Düz Elif, Çakır Tunahan
Department of Bioengineering, Gebze Technical University, Gebze, Kocaeli, 41400, Turkey.
Department of Bioengineering, Gebze Technical University, Gebze, Kocaeli, 41400, Turkey.
Comput Biol Chem. 2024 Apr;109:108028. doi: 10.1016/j.compbiolchem.2024.108028. Epub 2024 Feb 8.

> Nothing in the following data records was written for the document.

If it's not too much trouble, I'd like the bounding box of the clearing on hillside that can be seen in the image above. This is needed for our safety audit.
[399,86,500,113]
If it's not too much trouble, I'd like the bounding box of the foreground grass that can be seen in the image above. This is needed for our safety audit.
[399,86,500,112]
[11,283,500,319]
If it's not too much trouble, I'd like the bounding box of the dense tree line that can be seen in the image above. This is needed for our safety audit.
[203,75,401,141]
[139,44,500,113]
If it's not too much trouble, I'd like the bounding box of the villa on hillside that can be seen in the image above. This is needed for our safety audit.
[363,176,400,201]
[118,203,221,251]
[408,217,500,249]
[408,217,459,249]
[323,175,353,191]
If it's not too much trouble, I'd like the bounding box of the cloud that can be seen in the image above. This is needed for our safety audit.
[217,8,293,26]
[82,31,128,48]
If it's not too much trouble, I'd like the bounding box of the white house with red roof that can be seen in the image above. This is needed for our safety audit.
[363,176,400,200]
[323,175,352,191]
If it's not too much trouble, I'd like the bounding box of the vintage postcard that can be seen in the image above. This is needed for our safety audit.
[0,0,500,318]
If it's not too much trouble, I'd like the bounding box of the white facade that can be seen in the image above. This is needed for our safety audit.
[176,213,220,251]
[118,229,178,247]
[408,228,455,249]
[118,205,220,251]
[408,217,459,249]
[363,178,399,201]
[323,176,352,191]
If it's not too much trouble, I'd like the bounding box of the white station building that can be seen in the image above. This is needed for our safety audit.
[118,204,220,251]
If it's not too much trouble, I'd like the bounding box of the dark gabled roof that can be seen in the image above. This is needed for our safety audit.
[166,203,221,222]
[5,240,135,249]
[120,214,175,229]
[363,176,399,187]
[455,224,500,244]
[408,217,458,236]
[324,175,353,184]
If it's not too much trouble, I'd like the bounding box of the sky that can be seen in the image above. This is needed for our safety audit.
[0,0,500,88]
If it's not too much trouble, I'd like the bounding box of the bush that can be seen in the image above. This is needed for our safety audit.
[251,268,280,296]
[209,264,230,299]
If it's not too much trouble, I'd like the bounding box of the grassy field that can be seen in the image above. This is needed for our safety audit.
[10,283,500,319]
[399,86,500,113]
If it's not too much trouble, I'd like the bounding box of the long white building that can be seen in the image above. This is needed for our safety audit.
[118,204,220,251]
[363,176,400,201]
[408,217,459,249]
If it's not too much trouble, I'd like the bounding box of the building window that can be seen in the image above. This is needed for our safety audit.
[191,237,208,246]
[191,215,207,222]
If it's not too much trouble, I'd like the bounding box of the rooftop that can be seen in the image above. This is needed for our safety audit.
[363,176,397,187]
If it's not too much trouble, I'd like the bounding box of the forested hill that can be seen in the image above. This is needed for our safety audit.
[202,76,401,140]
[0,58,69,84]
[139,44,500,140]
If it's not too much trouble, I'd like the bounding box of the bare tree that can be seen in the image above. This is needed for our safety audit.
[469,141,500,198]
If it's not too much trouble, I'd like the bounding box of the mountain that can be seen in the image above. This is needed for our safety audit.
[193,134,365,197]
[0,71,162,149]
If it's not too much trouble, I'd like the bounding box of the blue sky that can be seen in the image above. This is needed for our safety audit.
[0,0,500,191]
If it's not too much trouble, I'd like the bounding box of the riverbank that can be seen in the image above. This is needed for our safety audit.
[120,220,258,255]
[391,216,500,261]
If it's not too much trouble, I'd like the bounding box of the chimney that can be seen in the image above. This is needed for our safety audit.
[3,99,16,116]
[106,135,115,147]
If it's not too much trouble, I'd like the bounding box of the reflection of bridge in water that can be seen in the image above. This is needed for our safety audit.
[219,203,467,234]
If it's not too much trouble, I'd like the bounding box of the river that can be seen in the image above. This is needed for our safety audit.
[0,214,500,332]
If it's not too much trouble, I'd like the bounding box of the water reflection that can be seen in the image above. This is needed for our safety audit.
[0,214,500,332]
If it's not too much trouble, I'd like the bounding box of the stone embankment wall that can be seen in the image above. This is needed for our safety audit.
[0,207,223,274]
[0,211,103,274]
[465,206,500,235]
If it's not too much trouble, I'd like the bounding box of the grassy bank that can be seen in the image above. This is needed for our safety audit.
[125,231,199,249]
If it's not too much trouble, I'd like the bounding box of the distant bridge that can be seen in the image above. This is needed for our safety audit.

High throughput RNA sequencing brings new perspective to the elucidation of molecular mechanisms of diseases. Normalization is the first and most important step for RNA-Seq data, and it can differ based on the purpose of the analysis. Within-sample normalization methods (eg. TPM) are preferred when genes in a sample are compared with each other, and between-sample normalization methods (eg. deseq2, TMM, Voom) are used when the samples in a dataset are compared. Normalization approaches rescale the data, and, therefore, they affect the results of the analysis. Here, we selected two most commonly used Alzheimer's disease RNA-Seq datasets from ROSMAP and Mayo Clinic cohorts and mapped the differentially expressed genes on human protein interactome to discover disease-specific subnetworks. To this end, the raw count data were first processed with four different, commonly used RNA-Seq normalization methods (deseq2, TMM, Voom and TPM). Then, covariate adjustment was applied to the normalized data for gender, age of death and post-mortem interval. Each normalized dataset was separately mapped on the human protein-protein interaction network either in covariate-adjusted or non-adjusted form. Capturing known Alzheimer's disease genes and genes associated with the disease-related functional terms in the discovered subnetworks were the criteria to compare different normalization methods. Based on our results, applying covariate adjustment has a positive effect on normalization by removing the confounder effects. Covariate-adjusted TMM and covariate-adjusted deseq2 methods performed better in both transcriptome datasets.
高通量RNA测序为阐明疾病的分子机制带来了新视角。标准化是RNA测序数据的首要且最重要的步骤,并且它会因分析目的而异。当比较样本中的基因时,样本内标准化方法(例如TPM)是首选;而当比较数据集中的样本时,则使用样本间标准化方法(例如deseq2、TMM、Voom)。标准化方法会重新调整数据的比例,因此,它们会影响分析结果。在这里,我们从ROSMAP和梅奥诊所队列中选择了两个最常用的阿尔茨海默病RNA测序数据集,并将差异表达基因映射到人类蛋白质相互作用组上,以发现疾病特异性子网。为此,首先使用四种不同的常用RNA测序标准化方法(deseq2、TMM、Voom和TPM)对原始计数数据进行处理。然后,对标准化数据进行性别、死亡年龄和死后间隔的协变量调整。每个标准化数据集分别以协变量调整或未调整的形式映射到人类蛋白质-蛋白质相互作用网络上。在发现的子网中捕获已知的阿尔茨海默病基因以及与疾病相关功能术语相关的基因是比较不同标准化方法的标准。根据我们的结果,应用协变量调整通过消除混杂效应,对标准化有积极影响。协变量调整后的TMM和协变量调整后的deseq2方法在两个转录组数据集中表现更好。